XFdtd Release 7.5.0 – Remcom Support

May 12, 2015: The content below helps navigate the new features in this release. A full list of updates is available in the Reference Manual's Appendix.

Circuit Element Optimization

Initially designed for matching circuit optimization, the circuit element optimizer (CEO) determines optimal component values while considering a multitude of EM effects on the real circuit's physical layout.

Using XF's full-wave finite-difference time-domain (FDTD) solver, the CEO is able to account for the following EM effects:

Parasitic and couple effects within the matching network layout.
Coupling between the matching network and antenna being tuned.
Coupling between antenna being tuned and other antennas.
Physical configurations, such as free space, held in hand, and held near head.

Users can optimize the following component types:

Fixed resistors, capacitors, and inductors.
Ideal resistors, capacitors, and inductors.
Realistic capacitors and inductors with user defined equivalent series resistance.
Passive tunable integrated circuits, or tuners.

System efficiency, radiation efficiency, and S-parameters are used as the goal function to determine the final component values.

Electrostatic Solver with Capacitance Matrices

The Electrostatic Solver has been enhanced to increase its accuracy and expand its potential applications.

Improvements within the calculation engine include the following capabilities:

Consider dielectric materials while computing fields.
Compute charge. Charge is used in capacitance calculations so self- and mutual- capacitance are available in the Spice and Maxwell formulations.
Handle variable cell sizes in the grid.

The Electrostatic Solver utilizes the XF user interface (UI). New UI features provide users with the following abilities:

Apply a voltage to individual parts or an assembly. A single part with multiple, unconnected bodies can have the same potential.
View volumetric results for voltage or electric field.

The Electrostatic Solver is available as a stand-alone product or as an XF add-on.

Time Dependent Material

This new material type allows XF users to specify a material's permittivity and conductivity as a function of time. The inputs can be specified as a constant value, loaded from a file, or entered as an equation. As the timestepping stage of a simulation proceeds through time, the material properties are modified accordingly.

Softkill Termination for Timestepping

An FDTD simulation proceeds through the following stages: initialization, timestepping, steady-state post-processing, and writing output. The softkill feature allows users to terminate the timestepping stage of a simulation and proceed to steady-state post-processing.

Through the UI, users can terminate timestepping by right-clicking on the simulation in the Simulations window and choosing Stop. Alternatively, create a file named project.softkill in the *.xf/Simulations/### directory to kill a simulation, or create the file in .../Simulations/###/Run### to kill the run, but continue the simulation.

Three-Pole Debye-Drude Material on XStream

The graphics processing unit (GPU) kernel has been updated to support dispersive three-pole Debye-Drude material equations rather than supporting only the single-pole representation. This update allows simulations containing the three-pole Debye-Drude material type to utilize the speedups from the GPU hardware. Users can specify the number of GPUs to utilize through the queue drop-down menu in the simulations window as with non-dispersive materials.

Additional Capabilities

This version introduced over 40 usability, performance, scripting, and other updates.

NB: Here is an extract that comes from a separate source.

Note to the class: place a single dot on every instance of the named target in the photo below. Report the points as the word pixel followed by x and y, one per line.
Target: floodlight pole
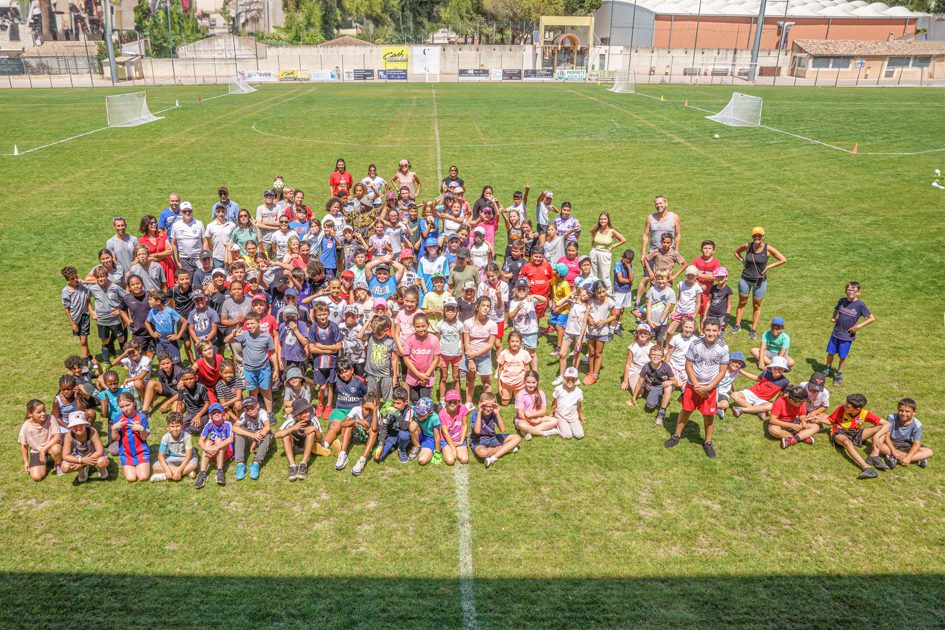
pixel 753 69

Here is a select list of modifications:

Changed the modulation interference factor in the HAC sensor settings from linear scalar units to dB.
Added create project archive option to the file menu, enabling users to package a project for either archiving or sending to Remcom Technical Support.
Clarified the import and export buttons in the ODB++ import dialog.
Changed the default view for steady-state far zone results to vector magnitude with RMS, and included vector magnitude with phase as an option available for selection.
Removed vector magnitude and complex phase results reported in the results browser, typically via the ResultQuery scripting API.
Dispersive electric materials, including Debye-Drude and Lorentz, can neighbor or overlap parts that are meshed with XACT. However, parts with dispersive material assignments cannot mesh with XACT themselves.
Added a thumbnail image of the geometry view to the dialog window when saving a project. The thumbnail is also visible when loading that project.
Added enable and disable functionality to static voltage definitions.
Added ability to assign static voltage per part in addition to by point. This allows multi-lump parts to be treated as if they are connected.
Added ability to combine data into a single trace when combining results in the create line graph dialog.
[Scripting API] Added ResultQuery.getStatus()
[Scripting API] Added Selectable.getDisplayName()
[Scripting API] Added MathUtils.formatNumber() functions to convert numbers to strings, formatting them nicely.
[Scripting API] Added SimpleScrollArea to provide scrollbars for dialogs with many widgets.